(American Institute for Economic Research) – When lockdowns first happened, my initial thought was geeky, and only later did I begin to realize the implications for human rights and liberties.
My thought was: this is going to be devastating for future capital investment. The basis of my fear was the knowledge that in almost all poor countries, property rights are insecure, particularly for capital goods. These are goods that are produced to make other goods (the “produced means of production,” in the classic formulation by Eugen von Böhm-Bawerk). Their existence and protection is a key to prosperity. They enable more complex economic structures — the extended order, in F.A. Hayek’s phrase. It’s the basis of hiring and investment, and the foundation of wealth production.

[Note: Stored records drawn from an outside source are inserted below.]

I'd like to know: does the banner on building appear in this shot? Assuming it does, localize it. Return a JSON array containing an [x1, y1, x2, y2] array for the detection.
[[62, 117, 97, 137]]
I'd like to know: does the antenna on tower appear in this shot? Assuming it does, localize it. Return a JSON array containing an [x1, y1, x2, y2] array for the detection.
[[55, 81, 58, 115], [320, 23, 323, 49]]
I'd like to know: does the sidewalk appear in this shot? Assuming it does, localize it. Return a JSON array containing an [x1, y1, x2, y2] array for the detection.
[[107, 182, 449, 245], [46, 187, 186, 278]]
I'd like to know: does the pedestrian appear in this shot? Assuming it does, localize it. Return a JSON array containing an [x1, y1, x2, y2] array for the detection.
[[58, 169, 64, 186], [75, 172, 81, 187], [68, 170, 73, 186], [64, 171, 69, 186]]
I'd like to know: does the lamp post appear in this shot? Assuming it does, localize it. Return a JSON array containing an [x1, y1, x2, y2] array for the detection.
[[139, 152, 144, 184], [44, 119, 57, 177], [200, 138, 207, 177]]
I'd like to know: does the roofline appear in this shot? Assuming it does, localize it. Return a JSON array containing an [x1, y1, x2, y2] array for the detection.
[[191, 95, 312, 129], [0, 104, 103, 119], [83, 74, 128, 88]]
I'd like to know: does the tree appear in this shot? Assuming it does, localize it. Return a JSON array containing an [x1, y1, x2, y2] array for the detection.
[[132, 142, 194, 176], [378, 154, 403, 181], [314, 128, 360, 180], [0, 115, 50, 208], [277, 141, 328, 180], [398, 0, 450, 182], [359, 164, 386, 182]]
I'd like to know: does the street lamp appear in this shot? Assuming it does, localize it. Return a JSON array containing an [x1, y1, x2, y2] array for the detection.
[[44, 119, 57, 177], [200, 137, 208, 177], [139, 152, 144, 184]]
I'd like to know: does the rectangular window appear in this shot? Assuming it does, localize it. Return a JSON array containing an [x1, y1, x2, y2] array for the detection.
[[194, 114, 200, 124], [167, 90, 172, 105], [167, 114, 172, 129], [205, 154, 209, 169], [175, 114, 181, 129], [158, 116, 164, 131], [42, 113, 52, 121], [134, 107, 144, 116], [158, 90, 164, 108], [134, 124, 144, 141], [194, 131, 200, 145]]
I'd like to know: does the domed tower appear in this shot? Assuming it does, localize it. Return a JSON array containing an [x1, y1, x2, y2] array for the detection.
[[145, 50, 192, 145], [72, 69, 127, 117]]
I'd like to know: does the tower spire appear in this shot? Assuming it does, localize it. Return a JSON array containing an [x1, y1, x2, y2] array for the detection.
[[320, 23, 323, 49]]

In the normal course of economic life, capital structures are constantly adapting to changed conditions. Changes in available technology, consumer demand, labor pools, and other conditions require entrepreneurs to stay constantly on the move. They need the freedom to act based on the expectation that their decisions matter within a market framework in which there is a test for success or failure. Without this ability, writes Ludwig Lachmann, “a civilized economy could not survive at all.”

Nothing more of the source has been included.